La classe regina del motociclismo quest'anno parla italiano: vedremo Max Biaggi, Valentino Rossi, Loris Capirossi per la prima volta insieme sulla linea di partenza delle 500, domenica 19 marzo alle 13.00 (su Raidue ed Eurosport) nellla prima prova del Mondiale di velocità. I tre gareggiano per marche concorrrenti e notoriamente non si amano. Una ragione in più per seguire le vicende di questa sfida in sedici tappe che terminerà in Australia a fine ottobre. La presenza dei tre moschettieri italiani (anche se il loro motto sarà piuttosto "Ognuno per sé") aggiunge spezie saporite a uno sport che ha già tutto quello che serve per accontentare i palati più esigenti. Le gare del Motomondiale raramente sono noiose e scontate: la corsa non si decide ai box, il mezzo meccanico conta molto meno che in Formula 1 e comunque esistono vari team che se la possono giocare, sorpassi, numeri, cadute (quasi sempre senza gravi conseguenze) costellano la storia di ogni Gran Premio, che non di rado si decide all'ultima curva. Ecco a voi le classi, i piloti, i circuiti, le migliori risorse online per seguire da vicino lo spettacolo.
Il ritiro definitivo di Mick Doohan, l'ultimo imperatore delle 500, apre le porte a una stagione di guerre di successione. Difficile pensare che a raccoglierne l'eredità possa essere Alex Criville, già beneficiato del titolo di campione del mondo '99. La lotta quest'anno dovrebbe svolgersi tra Max Biaggi e Kenny Roberts. Nel ruolo di guastori e possibili sorprese Loris Capirossi e Valentino Rossi.
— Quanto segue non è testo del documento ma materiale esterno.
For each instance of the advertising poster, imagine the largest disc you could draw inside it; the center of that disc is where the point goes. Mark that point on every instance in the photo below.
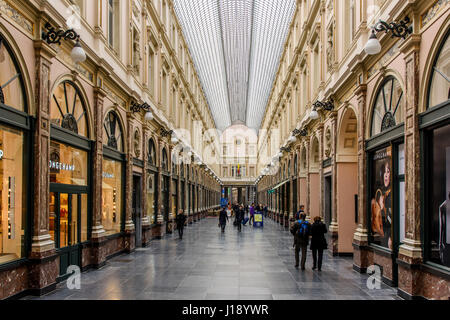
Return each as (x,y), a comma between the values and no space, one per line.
(381,198)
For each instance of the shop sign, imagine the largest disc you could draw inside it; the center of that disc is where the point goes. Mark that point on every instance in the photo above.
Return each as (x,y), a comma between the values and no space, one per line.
(61,166)
(108,175)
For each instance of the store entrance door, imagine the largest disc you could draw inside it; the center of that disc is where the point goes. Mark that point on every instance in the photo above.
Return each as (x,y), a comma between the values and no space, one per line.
(327,197)
(137,208)
(66,227)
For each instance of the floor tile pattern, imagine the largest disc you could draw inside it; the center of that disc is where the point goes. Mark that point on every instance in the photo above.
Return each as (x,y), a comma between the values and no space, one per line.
(256,264)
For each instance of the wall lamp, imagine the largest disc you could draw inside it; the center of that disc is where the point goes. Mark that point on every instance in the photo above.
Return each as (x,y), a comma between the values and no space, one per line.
(136,107)
(55,36)
(327,105)
(302,132)
(398,29)
(165,133)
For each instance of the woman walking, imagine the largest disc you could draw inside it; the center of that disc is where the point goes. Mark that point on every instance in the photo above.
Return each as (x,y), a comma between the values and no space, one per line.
(318,242)
(223,218)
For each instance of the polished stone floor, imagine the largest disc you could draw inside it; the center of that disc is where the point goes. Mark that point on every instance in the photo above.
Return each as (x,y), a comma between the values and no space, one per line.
(257,264)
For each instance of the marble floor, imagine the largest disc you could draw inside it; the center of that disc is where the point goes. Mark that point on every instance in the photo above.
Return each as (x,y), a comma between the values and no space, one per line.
(257,264)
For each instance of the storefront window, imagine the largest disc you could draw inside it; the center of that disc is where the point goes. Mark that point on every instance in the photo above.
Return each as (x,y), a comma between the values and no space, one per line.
(388,110)
(381,198)
(174,196)
(440,83)
(67,110)
(112,132)
(12,218)
(112,196)
(151,196)
(11,83)
(67,165)
(438,214)
(151,153)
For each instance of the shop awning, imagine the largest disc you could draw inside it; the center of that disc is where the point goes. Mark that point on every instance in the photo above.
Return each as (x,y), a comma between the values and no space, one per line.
(279,185)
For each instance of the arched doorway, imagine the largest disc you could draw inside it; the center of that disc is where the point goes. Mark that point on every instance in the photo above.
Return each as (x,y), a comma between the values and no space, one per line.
(15,159)
(346,180)
(386,178)
(69,209)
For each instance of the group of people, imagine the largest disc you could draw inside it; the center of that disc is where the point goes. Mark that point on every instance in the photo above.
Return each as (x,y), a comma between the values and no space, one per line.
(306,233)
(239,212)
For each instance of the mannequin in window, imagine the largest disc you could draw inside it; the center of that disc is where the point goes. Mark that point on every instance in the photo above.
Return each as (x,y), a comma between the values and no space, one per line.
(377,219)
(444,235)
(387,212)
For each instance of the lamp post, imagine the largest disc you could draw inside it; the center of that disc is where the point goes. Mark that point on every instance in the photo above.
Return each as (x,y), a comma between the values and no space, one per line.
(55,36)
(325,105)
(136,107)
(398,29)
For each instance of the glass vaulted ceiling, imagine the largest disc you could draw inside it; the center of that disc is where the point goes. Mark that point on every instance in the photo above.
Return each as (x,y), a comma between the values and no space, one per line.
(236,46)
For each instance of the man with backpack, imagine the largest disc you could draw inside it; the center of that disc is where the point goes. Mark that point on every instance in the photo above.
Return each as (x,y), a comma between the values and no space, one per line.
(301,231)
(299,212)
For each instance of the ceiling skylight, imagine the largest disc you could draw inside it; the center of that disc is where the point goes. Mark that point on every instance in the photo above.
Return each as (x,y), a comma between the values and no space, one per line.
(236,46)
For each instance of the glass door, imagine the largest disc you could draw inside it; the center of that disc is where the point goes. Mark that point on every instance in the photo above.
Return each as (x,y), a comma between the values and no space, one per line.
(68,227)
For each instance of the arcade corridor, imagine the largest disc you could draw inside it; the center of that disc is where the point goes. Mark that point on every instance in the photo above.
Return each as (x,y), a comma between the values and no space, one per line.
(257,264)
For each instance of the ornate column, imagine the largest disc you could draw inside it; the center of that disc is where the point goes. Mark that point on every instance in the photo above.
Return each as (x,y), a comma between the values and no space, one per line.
(361,236)
(146,220)
(44,267)
(308,181)
(129,224)
(321,184)
(410,252)
(159,229)
(171,217)
(334,224)
(98,232)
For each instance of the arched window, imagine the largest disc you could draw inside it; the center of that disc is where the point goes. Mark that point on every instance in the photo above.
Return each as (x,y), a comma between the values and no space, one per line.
(14,169)
(289,168)
(436,154)
(112,132)
(440,80)
(295,165)
(165,160)
(388,110)
(12,91)
(67,109)
(151,152)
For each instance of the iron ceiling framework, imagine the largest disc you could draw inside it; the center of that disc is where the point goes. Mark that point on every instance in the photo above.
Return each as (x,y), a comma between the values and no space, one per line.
(236,46)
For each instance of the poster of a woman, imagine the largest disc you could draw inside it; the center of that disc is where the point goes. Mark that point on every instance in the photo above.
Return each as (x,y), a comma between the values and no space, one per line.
(381,204)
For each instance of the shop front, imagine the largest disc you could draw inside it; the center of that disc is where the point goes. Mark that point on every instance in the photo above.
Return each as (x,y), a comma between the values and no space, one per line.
(386,176)
(113,182)
(69,199)
(15,162)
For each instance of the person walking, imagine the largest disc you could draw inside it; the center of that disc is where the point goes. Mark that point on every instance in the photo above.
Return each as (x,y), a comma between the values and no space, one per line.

L'eterna controversia tra gli accademici dei motori se conti di più l'uomo o la macchina, non è mai stata troppo attuale tra i biker. La mano, ma anche il sedere, il fegato e molte altri organi del corpo del pilota nel mondo delle corse su due ruote contano più degli ingegneri e dei meccanici. I top driver ovviamente hanno i mezzi migliori, ma tra le moto ufficiali la differenza sta nel manico. Cioè nel signore che sale su un aggeggio da 200 cavalli.
I protagonisti
I CIRCUITI
Sedici Gran Premi, copertura televisiva da parte della Rai e di Eurosport su satellite (anche le prove), si comincia il 19 marzo in Sud Africa per finire il 29 ottobre in Australia. In realtà ogni volta le gare sono tre, una per categoria: dai venti ai trenta giri a seconda del circuito e della cilindrata. Non spaventatevi: un Gran Premio di Formula 1 è una esperienza molto più estenuante. I motomaniaci si segnino anche questa data: 28 maggio, Gran Premio d'Italia al Mugello. Dal vivo è meglio ma anche online si possono scoprire visuali interessanti.
I circuiti del Motomondiale
COME LUI NESSUNO
15 campionati del mondo vinti, nessuna caduta seria in 17 anni di carriera (e allora si correva con la scodella in testa), una superiorità così netta da permettergli di correre e vincere contemporaneamente in due classi (500 e 350 cc): in queste cifre ancora ineguagliate sta il mito di Giacomo Agostini, detto "Ago". Grande il pilota ma grande anche la moto: la MvAgusta, un marchio storico che recentemente è tornato a nuova vita con la F4, un mostro da 123 cavalli e 750 cc.
MAX BIAGGI
Amico di Fabrizio Frizzi, fidanzato di Anna Falchi. Basterebbe solo questo per qualificare la persona. Ma lui ce la mette tutta per rendersi ancora più antipatico. Carattere a parte, è probabilmente il miglior pilota italiano.
Figlio d'arte (il padre Graziano è stato terzo nel Mondiale '79, classe 250) ed enfant prodige ha ottenuto la prima vittoria in una gara del motomondiale a 17 anni, 6 mesi e 2 giorni. Un fenomeno, un folletto delle due ruote, spensierato e giocoso, inconsapevole di tutto quello che non è moto, motori e casino con gli amici.